Over the past eight years, Lightbend has seen first-hand the importance of observability when developing and managing reactive and streaming applications. Distributed systems, by nature, are unpredictable. Despite our best efforts, failures and performance bottlenecks in such systems are inevitable—and can be difficult to isolate. In this complex environment, having deep visibility into the behavior of your applications is critical for software development teams.

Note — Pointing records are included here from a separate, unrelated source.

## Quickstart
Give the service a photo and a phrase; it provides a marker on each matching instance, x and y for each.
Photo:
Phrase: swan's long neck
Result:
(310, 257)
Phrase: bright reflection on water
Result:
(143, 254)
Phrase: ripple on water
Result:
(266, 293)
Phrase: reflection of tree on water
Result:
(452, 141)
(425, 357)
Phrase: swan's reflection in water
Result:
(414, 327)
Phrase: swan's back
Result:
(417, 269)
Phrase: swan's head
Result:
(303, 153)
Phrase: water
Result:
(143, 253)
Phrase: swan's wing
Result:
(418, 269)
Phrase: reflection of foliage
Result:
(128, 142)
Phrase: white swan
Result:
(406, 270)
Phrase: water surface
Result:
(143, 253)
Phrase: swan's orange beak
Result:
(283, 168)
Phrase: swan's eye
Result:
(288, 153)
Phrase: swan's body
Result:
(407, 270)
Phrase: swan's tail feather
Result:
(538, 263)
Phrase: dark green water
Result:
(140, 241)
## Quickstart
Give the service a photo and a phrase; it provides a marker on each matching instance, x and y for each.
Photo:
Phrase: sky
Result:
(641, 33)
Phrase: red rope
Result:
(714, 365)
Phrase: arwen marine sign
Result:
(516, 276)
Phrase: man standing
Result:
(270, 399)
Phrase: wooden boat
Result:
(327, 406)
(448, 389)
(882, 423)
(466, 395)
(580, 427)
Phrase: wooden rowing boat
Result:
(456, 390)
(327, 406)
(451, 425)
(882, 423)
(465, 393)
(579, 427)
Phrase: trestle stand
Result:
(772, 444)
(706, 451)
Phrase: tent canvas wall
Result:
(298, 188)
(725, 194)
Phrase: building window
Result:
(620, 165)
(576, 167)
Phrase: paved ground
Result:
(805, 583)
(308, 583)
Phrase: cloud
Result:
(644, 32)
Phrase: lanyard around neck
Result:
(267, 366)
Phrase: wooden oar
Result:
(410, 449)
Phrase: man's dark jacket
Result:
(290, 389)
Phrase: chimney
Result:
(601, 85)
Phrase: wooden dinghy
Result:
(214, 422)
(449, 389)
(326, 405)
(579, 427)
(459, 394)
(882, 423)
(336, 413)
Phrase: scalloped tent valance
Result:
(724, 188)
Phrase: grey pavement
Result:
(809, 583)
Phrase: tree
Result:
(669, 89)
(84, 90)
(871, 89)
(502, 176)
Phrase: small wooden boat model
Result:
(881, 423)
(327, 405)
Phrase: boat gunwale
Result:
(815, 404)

The Costs of Deferred Observability

Without deep observability, it is natural to make assumptions about production system behavior, including what we think may be potential performance bottlenecks or failure scenarios. When failures do occur, we are often in the dark as to both the cause and the impact of potential fixes. This leads to wasted time and effort, jumping from one theory to another and one change to another change without fully understanding the impact on the system. If customers are impacted, the cost of this guess work to the business can escalate quickly. Historically, this has been the point at which Lightbend often receives an urgent call for help.

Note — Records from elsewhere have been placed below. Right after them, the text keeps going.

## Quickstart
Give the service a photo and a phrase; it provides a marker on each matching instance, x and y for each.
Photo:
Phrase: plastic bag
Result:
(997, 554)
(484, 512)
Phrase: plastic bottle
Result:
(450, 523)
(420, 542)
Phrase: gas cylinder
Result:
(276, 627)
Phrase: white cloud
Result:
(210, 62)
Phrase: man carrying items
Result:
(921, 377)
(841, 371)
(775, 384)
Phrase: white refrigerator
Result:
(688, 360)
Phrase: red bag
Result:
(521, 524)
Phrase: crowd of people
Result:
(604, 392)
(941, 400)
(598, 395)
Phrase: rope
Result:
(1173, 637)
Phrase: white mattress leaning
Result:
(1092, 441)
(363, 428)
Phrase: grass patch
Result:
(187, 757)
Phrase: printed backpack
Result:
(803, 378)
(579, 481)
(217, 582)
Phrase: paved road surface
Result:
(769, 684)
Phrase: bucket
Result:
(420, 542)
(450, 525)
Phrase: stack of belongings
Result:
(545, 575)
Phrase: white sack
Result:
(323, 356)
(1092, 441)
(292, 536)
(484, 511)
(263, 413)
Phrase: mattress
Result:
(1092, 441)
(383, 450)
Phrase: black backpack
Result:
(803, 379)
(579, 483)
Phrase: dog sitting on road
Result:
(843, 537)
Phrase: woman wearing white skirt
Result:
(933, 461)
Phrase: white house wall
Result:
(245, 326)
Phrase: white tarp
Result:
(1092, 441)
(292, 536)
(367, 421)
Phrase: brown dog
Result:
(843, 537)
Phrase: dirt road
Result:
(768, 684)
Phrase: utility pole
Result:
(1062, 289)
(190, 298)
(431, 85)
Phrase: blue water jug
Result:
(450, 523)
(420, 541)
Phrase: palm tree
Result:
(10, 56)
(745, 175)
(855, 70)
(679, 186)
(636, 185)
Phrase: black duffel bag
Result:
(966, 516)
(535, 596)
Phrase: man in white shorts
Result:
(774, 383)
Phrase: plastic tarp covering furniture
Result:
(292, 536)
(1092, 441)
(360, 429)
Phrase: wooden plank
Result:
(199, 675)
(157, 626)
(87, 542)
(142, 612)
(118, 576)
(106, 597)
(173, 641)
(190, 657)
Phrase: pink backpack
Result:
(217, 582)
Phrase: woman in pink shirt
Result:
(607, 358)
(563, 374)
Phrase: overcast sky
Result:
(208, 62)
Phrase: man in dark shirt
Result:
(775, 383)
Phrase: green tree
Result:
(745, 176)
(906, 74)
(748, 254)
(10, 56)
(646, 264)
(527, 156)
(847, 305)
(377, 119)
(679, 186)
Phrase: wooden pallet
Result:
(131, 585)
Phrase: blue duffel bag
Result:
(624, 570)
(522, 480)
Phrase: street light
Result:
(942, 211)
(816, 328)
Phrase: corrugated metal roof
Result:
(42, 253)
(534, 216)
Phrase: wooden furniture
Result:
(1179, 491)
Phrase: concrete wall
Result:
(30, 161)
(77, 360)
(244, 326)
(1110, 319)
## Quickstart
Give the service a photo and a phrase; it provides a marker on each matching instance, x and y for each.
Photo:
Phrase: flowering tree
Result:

In production, while Kubernetes can help to recover from some failures, there are many scenarios that can cause a system to run sub-optimally or to fail continuously. Even when service availability is maintained, performance bottlenecks can result in premature auto-scaling, resulting in the excessive use of costly cloud computing resources. Indeed, there are cases where the first sign of failure in a non-observable system is the cloud computing bill.

Day 1 Observability

Observability is about bringing visibility into a system - turning the lights on, to see and understand the state of each component of the system, with context to aid with debugging and performance tuning. While traditional monitoring systems may have been the realm of operations engineers, today’s cloud-native applications must be developed with observability at the core of their design. Today, observability is a day 1 developer concern.

Building observable systems requires understanding the many ways in which they can fail. While it’s tempting to “just measure everything”, this creates an excess of information that results in no further insights into the system’s behavior and costly infrastructure expenditures. Knowing what to measure and how to measure it is critical. Repeated iterations of testing and observing are critical to understanding the many ways in which failures can occur.

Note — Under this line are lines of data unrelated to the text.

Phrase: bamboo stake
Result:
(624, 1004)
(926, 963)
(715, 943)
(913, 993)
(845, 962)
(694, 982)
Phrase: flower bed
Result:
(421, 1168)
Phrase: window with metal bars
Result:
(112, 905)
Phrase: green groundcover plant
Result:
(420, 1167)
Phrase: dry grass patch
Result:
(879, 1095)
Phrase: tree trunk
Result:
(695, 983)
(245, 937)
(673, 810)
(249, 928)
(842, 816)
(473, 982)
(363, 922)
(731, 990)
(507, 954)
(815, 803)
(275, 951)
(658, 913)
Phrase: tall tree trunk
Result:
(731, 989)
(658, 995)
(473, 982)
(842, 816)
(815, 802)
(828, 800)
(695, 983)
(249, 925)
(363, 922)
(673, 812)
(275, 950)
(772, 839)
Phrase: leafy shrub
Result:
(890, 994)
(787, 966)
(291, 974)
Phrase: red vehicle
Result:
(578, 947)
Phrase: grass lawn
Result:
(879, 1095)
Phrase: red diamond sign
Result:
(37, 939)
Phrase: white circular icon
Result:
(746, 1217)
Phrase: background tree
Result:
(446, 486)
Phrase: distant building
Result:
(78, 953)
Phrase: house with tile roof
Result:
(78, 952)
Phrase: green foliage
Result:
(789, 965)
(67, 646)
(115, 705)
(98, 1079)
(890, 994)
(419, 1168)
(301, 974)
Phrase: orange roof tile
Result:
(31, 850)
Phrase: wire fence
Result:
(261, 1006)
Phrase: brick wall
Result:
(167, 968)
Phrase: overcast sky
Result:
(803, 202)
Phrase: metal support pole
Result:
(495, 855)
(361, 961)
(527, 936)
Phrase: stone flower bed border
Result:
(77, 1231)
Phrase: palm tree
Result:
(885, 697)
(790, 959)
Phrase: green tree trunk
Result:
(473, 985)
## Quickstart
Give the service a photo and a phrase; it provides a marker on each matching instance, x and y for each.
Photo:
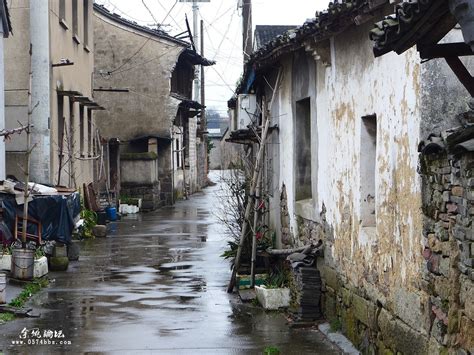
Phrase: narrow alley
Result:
(157, 283)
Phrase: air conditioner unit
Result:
(246, 110)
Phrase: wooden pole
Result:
(26, 194)
(254, 234)
(253, 185)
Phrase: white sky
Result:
(222, 31)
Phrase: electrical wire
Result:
(151, 13)
(169, 11)
(172, 18)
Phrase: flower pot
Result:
(273, 298)
(23, 264)
(41, 267)
(6, 262)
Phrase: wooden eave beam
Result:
(462, 73)
(445, 50)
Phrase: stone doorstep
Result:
(338, 339)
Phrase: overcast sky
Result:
(222, 28)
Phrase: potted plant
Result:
(5, 258)
(40, 267)
(274, 293)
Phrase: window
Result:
(75, 22)
(81, 130)
(60, 137)
(368, 157)
(62, 14)
(62, 9)
(85, 12)
(90, 139)
(178, 153)
(303, 150)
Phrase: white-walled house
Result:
(5, 29)
(342, 166)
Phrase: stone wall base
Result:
(150, 195)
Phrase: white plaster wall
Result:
(286, 143)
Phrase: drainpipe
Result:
(2, 102)
(463, 11)
(40, 164)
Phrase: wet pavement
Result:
(155, 285)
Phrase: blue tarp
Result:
(56, 214)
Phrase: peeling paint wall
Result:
(374, 273)
(354, 86)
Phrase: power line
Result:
(151, 13)
(164, 8)
(169, 11)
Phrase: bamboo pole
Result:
(253, 185)
(27, 155)
(250, 203)
(254, 234)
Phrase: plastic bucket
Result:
(102, 218)
(23, 262)
(3, 286)
(111, 213)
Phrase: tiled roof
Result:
(7, 24)
(419, 22)
(266, 33)
(335, 19)
(157, 33)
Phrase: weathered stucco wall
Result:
(357, 85)
(148, 108)
(372, 272)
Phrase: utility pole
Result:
(197, 81)
(203, 103)
(197, 84)
(247, 28)
(203, 96)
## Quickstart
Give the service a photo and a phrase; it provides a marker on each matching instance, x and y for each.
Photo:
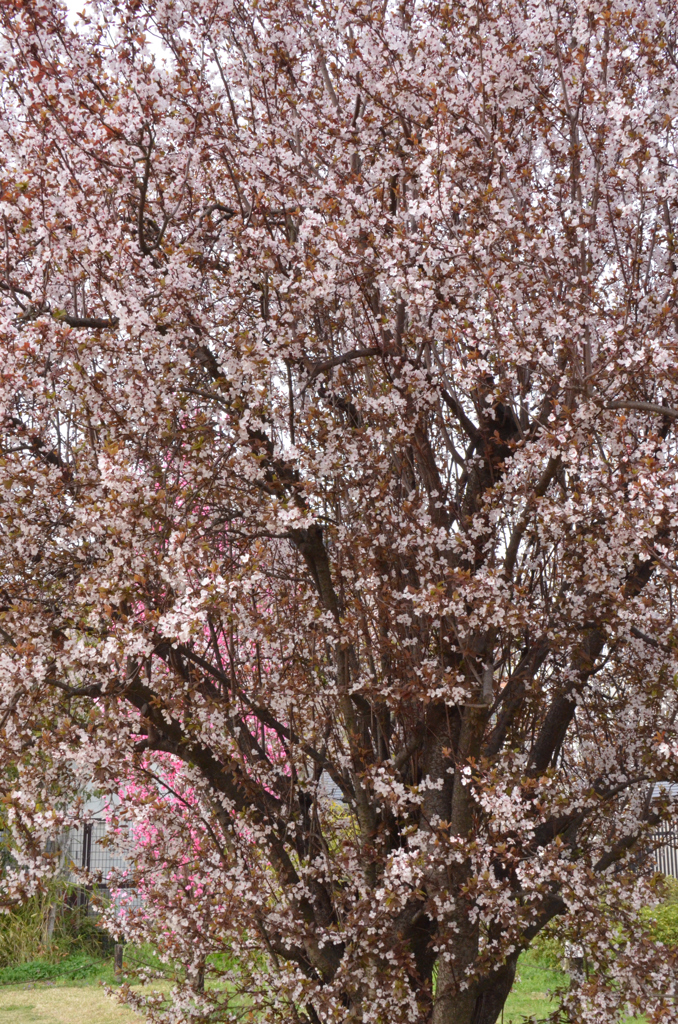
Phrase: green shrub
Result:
(76, 968)
(48, 928)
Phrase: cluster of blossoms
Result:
(338, 411)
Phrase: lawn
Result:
(531, 994)
(86, 1003)
(56, 1005)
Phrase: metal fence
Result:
(666, 856)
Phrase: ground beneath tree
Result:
(54, 1005)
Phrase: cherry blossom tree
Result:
(338, 402)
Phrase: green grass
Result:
(531, 995)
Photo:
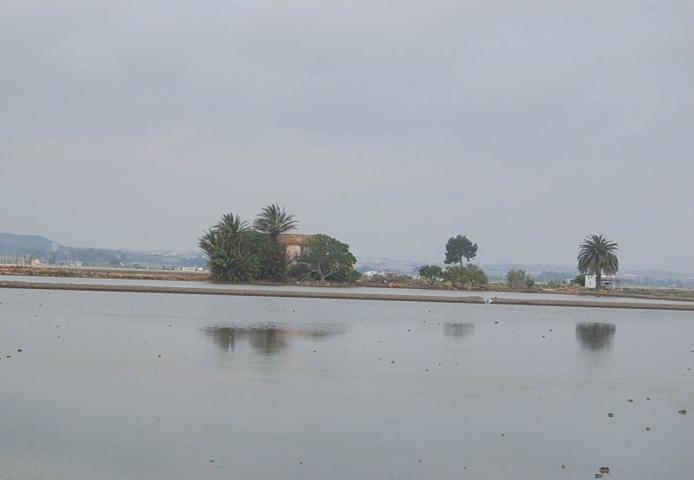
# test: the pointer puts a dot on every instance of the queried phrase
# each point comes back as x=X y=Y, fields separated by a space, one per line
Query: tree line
x=237 y=251
x=597 y=256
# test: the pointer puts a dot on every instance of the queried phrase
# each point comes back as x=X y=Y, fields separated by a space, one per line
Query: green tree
x=458 y=248
x=598 y=255
x=230 y=250
x=476 y=276
x=328 y=258
x=274 y=221
x=431 y=273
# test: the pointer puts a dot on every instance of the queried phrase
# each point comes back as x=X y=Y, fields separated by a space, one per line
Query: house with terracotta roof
x=294 y=243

While logs, metrics and traces are critical, these on their own are not enough for visibility to a system. Observability requires combining this data with rich context to create an understanding that is ideal for debugging and performance tuning. On day 1 with a Lightbend subscription, you are able to see the impact of their changes on system performance using Lightbend Telemetry, and Grafana templates:

Lightbend Telemetry provides deep visibility in the form of events, metrics and distributed tracing for components such as: Akka Actors, Akka HTTP, Akka Streams, Akka Cluster and Akka Persistence. This helps to answer questions such as: “What is the message mailbox time for an actor?”, “What is the distribution of sharded entities in my Akka Cluster?”, “What part of my Akka Stream has the worst latency?” and much, much more. A custom API is included for instrumenting domain-specific KPIs, such as number of orders processed.

Lightbend’s observability features do not stand on their own. They work together with your in-house monitoring setup to provide deep visibility into the behavior of your Lightbend applications. A wide range of integrations are offered, such that applications built with Lightbend technology can be monitored with your tooling of choice. These integrations include: Prometheus, Elasticsearch, Grafana, DataDog, New Relic, Kibana, SLF4J, StatsD, JMX as well as OpenTracing integrations for Zipkin and Jaegar.